No podía creer lo que estaba pasando. Hacía un minuto estaba caminando hacia el vagón de metro que acababa de llegar, buscando todavía a la mujer despampanante vestida de cuero negro y de repente dos grupos habían empezado a disparar en la atestada plataforma. Escondido como estaba, Michael no podía ver lo que estaba ocurriendo pero su cerebro seguía tratando frenéticamente de encontrarle algún sentido a la situación.
¿Un ajuste de cuentas de mafias rusas?, especuló. El centro de Pest no era exactamente la Cocina del Infierno pero el crimen organizado había prosperado en las naciones del antiguo Pacto de Varsovia desde la caída del Muro de Berlín. Puede que fuera un episodio de una guerra entre bandas rivales.
Una adolescente, de unos diecisiete años, salió corriendo hacia las escaleras mecánicas. Estaba a punto de alcanzarlas cuando se vio atrapada en un salvaje fuego cruzado. Un proyectil explosivo le destrozó una pierna y cayó al suelo como una marioneta de brillantes colores cuyas cuerdas acabaran de ser cortadas de cuajo. Empezó a brotar sangre de debajo de su minifalda mientras ella miraba conmocionada su pierna perforada. El brillante color rojo de la sangre confirmó a Michael que la bala había perforado la arteria femoral. Era imposible oír sus jadeos por encima del estrépito del tiroteo pero vio que su pecho subía y bajaba erráticamente mientras su rostro empezaba a perder el color.
¡A la mierda!, pensó Michael. Sin elección, se mordió el labio inferior y salió de detrás de la máquina expendedora. Avanzó lo más agazapado posible por la línea de fuego, como un médico militar. Unas insólitas balas luminosas pasaban por encima de su cabeza y creaban danzantes puntos azules en la periferia de su campo de visión pero siguió adelante hasta alcanzar a la adolescente herida, que estaba tendida en la plataforma en medio de un charco cada vez más grande de su propia sangre.
Cayó de rodillas a su lado y empezó a aplicar presión de manera febril al miembro herido. La sangre caliente le empapó los pantalones y le quitó parte del frío que le había dejado la tormenta otoñal del exterior. La adrenalina fluía por sus venas, proporcionándole la energía que necesitaba para ayudar a aquella chica.
—Te vas a poner bien —le aseguró, alzando la voz por encima de los gritos reverberantes y las detonaciones y disparos. Trató de conseguir que la chica le mirara los ojos mientras seguía aplicando presión a su herida con las dos manos. La pegajosa sangre arterial se le escurría entre los dedos.
Para su frustración, los ojos violeta de la adolescente estaban ya vidriosos y no enfocaban.
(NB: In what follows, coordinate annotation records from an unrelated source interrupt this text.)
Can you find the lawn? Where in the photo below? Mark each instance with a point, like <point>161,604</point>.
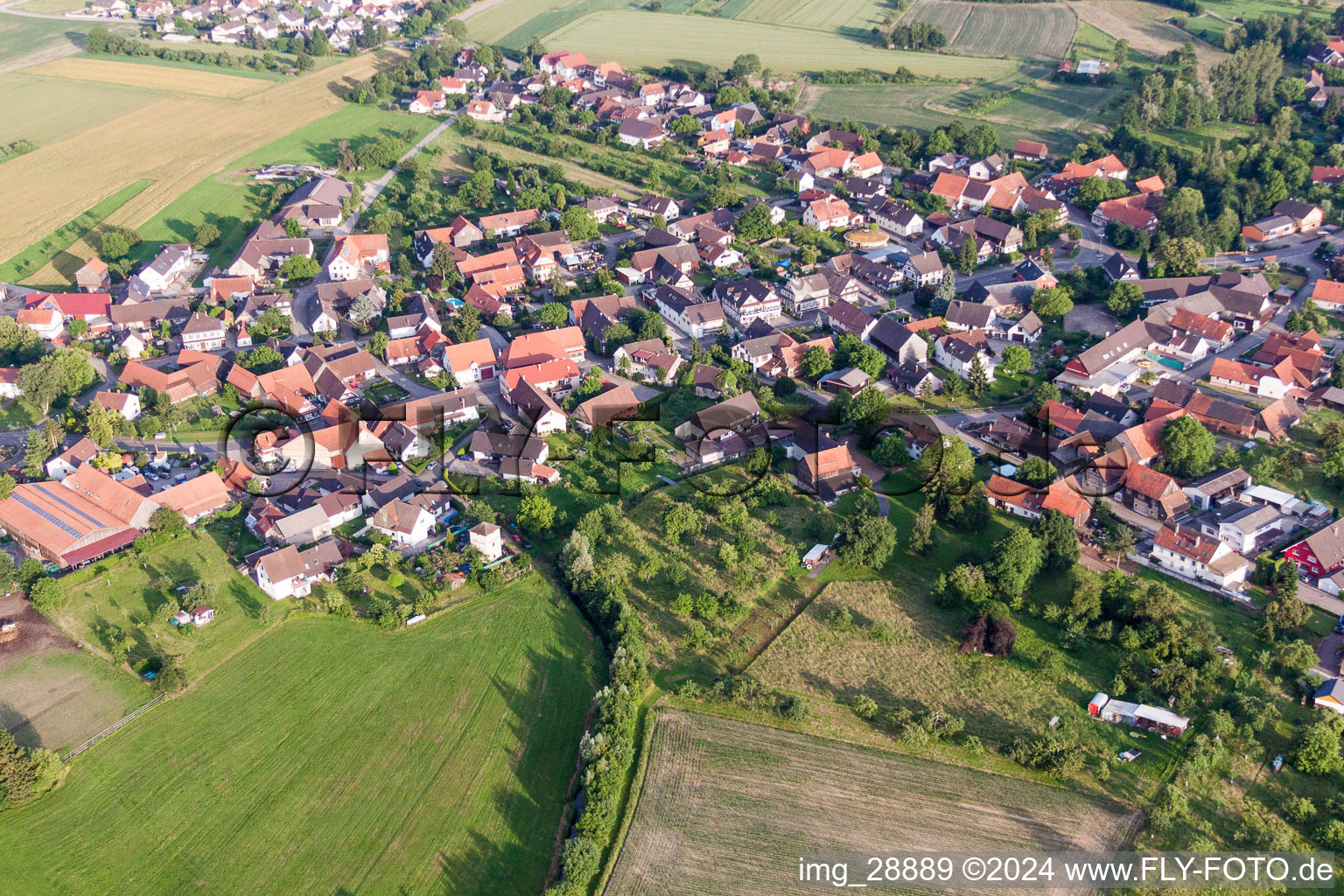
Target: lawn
<point>60,697</point>
<point>1035,109</point>
<point>640,38</point>
<point>47,250</point>
<point>335,758</point>
<point>55,183</point>
<point>727,808</point>
<point>231,200</point>
<point>117,598</point>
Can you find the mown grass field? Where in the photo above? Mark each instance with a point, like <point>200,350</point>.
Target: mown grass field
<point>233,200</point>
<point>1018,30</point>
<point>60,697</point>
<point>727,808</point>
<point>637,38</point>
<point>514,23</point>
<point>52,185</point>
<point>46,250</point>
<point>120,595</point>
<point>335,758</point>
<point>1037,109</point>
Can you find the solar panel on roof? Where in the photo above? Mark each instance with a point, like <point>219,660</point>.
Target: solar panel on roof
<point>69,507</point>
<point>46,516</point>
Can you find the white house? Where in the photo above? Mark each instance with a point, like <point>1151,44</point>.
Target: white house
<point>958,352</point>
<point>1190,554</point>
<point>403,522</point>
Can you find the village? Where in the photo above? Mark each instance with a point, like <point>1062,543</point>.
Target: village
<point>358,386</point>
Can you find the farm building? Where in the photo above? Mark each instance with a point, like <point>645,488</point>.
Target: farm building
<point>1138,715</point>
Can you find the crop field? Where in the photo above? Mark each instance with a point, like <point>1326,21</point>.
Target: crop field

Su rostro estaba pálido, con una leve tonalidad azulada y su piel estaba húmeda y fría. La estoy perdiendo, comprendió al reconocer los síntomas de un shock hipovolémico.
—No, no, no —balbució—. No cierres los ojos. Quédate conmigo. —Los párpados de la chica cayeron alarmantemente y él le cogió la cara y la levantó con un movimiento brusco hacia la suya—. Quédate con…
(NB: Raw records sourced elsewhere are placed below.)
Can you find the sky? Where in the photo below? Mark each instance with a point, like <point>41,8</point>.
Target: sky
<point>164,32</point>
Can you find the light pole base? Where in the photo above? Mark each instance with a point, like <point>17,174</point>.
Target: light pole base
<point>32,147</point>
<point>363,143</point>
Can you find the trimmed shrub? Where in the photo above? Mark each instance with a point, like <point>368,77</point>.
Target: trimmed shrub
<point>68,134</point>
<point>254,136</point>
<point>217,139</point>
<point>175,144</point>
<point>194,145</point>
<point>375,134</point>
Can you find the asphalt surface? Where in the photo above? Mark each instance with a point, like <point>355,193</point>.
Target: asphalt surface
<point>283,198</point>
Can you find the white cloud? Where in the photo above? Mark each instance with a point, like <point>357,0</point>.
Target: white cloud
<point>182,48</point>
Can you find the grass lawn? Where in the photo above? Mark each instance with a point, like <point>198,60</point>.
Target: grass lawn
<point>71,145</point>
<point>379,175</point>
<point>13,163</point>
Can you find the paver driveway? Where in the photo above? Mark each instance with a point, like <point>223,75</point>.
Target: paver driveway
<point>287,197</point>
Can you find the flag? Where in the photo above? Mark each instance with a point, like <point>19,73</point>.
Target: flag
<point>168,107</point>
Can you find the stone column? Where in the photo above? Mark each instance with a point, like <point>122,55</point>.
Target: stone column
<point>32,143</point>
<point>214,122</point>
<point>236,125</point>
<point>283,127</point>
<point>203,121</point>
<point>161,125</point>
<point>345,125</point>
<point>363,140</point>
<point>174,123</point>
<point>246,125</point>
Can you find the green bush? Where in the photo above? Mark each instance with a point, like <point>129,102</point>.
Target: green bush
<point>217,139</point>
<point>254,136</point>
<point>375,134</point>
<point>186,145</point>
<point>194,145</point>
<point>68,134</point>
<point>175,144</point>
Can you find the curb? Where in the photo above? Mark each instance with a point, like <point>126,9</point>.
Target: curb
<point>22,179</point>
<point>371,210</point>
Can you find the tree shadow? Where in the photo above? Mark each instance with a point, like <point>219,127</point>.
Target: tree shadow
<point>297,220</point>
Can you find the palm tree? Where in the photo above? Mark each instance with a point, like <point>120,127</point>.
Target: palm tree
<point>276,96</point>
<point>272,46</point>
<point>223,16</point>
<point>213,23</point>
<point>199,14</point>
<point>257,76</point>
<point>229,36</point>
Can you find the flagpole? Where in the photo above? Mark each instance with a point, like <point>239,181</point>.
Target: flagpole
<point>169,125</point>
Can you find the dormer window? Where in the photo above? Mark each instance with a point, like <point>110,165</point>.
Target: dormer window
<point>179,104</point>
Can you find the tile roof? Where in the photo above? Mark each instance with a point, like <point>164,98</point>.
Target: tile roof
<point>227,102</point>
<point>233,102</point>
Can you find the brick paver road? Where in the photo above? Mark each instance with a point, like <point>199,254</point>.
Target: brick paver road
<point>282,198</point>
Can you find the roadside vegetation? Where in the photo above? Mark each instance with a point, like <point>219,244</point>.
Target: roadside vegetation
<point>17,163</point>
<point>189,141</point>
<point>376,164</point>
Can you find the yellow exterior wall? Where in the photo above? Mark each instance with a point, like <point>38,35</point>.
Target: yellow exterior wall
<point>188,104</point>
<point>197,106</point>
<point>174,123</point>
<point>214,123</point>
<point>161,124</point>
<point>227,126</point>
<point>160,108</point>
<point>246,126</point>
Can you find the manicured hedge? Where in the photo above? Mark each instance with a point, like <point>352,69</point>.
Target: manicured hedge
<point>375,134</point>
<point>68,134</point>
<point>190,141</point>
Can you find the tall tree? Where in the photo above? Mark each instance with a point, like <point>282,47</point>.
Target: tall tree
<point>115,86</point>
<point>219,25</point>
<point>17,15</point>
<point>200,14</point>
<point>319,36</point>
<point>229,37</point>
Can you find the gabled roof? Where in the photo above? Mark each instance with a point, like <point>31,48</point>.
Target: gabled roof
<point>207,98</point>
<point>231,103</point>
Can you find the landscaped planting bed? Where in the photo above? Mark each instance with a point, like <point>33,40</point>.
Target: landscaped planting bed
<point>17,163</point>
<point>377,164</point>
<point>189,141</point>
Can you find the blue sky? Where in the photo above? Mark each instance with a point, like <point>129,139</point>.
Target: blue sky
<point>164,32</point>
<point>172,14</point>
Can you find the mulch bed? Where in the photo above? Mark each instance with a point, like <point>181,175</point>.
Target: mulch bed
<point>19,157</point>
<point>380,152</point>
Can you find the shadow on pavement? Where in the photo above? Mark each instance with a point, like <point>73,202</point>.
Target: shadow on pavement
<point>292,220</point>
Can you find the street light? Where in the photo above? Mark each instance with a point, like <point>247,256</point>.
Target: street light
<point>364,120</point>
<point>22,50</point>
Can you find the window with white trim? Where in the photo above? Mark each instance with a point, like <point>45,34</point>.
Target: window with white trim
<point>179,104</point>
Otro estallido de fuego automático sacudió el andén e interrumpió los desesperados intentos de Michael por despertar a la semi-inconsciente chica. Sus pestañas, cubiertas por una gruesa máscara oscura, parpadearon débilmente y a continuación se abrieron de pronto en respuesta al atronador ruido de las armas ¡Eso es!, pensó Michael mientras protegía la cara cenicienta de la chica con su propio cuerpo. Cada nuevo disparo hacía que se encogiera, convencido de que sentiría la mordedura de las balas en cualquier momento.
¿Era sólo su imaginación o de verdad había logrado frenar la rápida hemorragia de la chica? Durante un segundo pasajero, se vio mentalmente transportado de regreso a una solitaria acera de New Haven, donde otra joven moría lentamente frente a sus ojos. ¡Otra vez no!, pensó al tiempo que sentía que un viejo dolor le atravesaba el corazón. No te vayas, conminó a la muchacha húngara mientras expulsaba de su mente el recuerdo de la otra chica. No voy a dejar que mueras.